Current Focus on AI – The banking industry’s focus on customer service and automating manual processes is reflected in the top AI solutions that they are currently adopting. Chatbots and virtual assistants are being improved through natural language generation (NLG) and speech analytics capabilities. Process automation through RPA is being integrated into the organisations’ digital journeys due to its relative ease of deployment and measurable ROI.
Current & Planned Adoption of AI Solutions in Banking
Future Focus on AI – Banks will continue to focus on CX and strengthening the capabilities of their customer service team through AI. Niche solutions such as facial recognition will also improve their front-end operations, especially in customer identity authentication.
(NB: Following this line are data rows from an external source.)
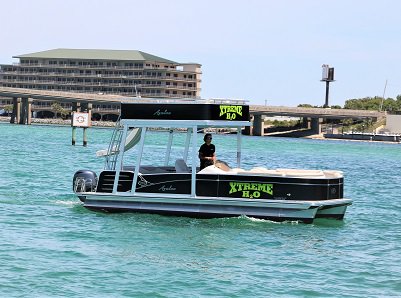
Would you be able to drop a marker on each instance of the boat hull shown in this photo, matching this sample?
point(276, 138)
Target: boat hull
point(200, 207)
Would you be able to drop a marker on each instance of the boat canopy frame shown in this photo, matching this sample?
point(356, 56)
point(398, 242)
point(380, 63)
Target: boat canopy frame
point(192, 128)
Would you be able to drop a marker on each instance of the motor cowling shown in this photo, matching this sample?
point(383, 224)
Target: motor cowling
point(84, 181)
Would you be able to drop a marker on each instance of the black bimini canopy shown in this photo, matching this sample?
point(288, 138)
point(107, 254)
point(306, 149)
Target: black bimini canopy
point(163, 111)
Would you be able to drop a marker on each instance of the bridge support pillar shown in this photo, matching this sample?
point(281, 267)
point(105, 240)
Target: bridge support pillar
point(24, 111)
point(316, 125)
point(258, 125)
point(14, 115)
point(29, 111)
point(306, 122)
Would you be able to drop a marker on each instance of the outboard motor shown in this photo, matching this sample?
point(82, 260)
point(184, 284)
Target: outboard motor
point(84, 181)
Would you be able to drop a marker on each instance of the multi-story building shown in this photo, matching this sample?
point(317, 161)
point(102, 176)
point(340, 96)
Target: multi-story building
point(122, 72)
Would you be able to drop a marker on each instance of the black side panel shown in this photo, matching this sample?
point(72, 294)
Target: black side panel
point(272, 188)
point(174, 183)
point(106, 181)
point(159, 111)
point(207, 185)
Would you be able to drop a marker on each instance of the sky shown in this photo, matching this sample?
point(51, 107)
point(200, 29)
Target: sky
point(267, 52)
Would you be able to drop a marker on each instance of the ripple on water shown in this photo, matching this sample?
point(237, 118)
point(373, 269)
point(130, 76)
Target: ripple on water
point(52, 246)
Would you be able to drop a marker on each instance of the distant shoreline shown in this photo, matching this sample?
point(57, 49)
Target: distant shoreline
point(111, 124)
point(59, 121)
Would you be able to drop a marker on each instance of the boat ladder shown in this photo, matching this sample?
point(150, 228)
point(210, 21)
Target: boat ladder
point(112, 151)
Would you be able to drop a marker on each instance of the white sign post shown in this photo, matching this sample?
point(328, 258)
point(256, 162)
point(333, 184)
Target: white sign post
point(80, 119)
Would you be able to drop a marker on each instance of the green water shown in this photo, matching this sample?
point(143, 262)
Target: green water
point(50, 246)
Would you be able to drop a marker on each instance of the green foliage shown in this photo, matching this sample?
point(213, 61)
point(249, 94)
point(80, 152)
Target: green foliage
point(305, 105)
point(374, 103)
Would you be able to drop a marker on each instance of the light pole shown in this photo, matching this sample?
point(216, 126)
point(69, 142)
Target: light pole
point(327, 76)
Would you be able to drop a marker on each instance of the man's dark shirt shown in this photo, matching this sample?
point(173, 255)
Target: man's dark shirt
point(207, 151)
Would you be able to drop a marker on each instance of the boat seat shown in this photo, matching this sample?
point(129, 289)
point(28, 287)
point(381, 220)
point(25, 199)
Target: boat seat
point(181, 166)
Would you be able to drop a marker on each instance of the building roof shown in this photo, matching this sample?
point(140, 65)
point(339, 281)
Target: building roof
point(96, 54)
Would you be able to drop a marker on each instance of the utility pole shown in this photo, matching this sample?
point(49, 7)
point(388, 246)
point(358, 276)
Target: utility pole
point(327, 76)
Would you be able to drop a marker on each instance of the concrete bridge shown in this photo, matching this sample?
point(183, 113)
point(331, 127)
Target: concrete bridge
point(312, 116)
point(23, 98)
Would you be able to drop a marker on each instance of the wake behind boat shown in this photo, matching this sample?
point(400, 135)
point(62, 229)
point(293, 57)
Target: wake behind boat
point(178, 187)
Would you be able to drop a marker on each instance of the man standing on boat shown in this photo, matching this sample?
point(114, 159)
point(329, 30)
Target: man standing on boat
point(207, 152)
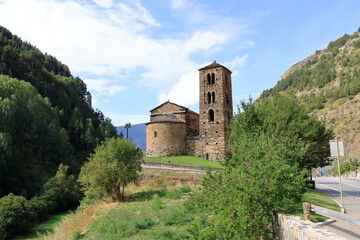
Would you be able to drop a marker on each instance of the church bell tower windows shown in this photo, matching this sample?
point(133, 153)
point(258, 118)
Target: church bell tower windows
point(211, 115)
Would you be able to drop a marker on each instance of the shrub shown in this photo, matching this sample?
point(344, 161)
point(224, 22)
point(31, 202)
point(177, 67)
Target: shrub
point(62, 191)
point(16, 216)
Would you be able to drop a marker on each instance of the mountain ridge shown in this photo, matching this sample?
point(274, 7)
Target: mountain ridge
point(328, 84)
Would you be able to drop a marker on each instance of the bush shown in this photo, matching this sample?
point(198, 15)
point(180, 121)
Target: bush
point(111, 168)
point(40, 207)
point(61, 192)
point(16, 216)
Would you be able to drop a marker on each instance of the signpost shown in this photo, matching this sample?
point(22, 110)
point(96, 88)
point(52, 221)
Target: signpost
point(337, 150)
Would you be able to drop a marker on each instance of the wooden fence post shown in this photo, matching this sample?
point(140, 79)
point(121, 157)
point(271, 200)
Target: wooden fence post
point(306, 208)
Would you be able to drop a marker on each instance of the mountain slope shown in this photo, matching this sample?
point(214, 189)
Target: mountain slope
point(328, 84)
point(49, 122)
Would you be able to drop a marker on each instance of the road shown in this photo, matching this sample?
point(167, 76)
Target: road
point(351, 202)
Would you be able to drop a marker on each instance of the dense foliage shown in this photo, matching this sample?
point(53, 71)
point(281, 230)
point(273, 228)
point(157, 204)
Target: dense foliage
point(18, 215)
point(340, 61)
point(46, 118)
point(273, 144)
point(293, 135)
point(110, 169)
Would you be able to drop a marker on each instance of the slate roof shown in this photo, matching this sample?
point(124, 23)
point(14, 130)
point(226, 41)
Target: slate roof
point(185, 108)
point(168, 118)
point(213, 65)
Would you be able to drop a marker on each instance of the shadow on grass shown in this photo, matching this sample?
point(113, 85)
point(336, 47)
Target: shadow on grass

Banks will also go beyond customer management to asset management, with AI-enabled IoT systems.
AI is fast evolving and there are some excellent opportunities for banks to explore on what AI has to offer. Banks are working on feeding data into AI systems with advanced algorithms to better understand their customers and improve their services. Banks should focus on getting quality inputs on inquiries, interactions, transactions or another way that can collect insights.
Consumers are looking for operations and systems that are simple to operate and directed towards them. The greatest potential for AI in banking is to deliver personalised and automated services to consumers in a cost-effective and efficient way.
AI is allowing banks to do quicker operations at much lower cost, what remains to be seen is how banks further leverage AI to extend its products and services offerings.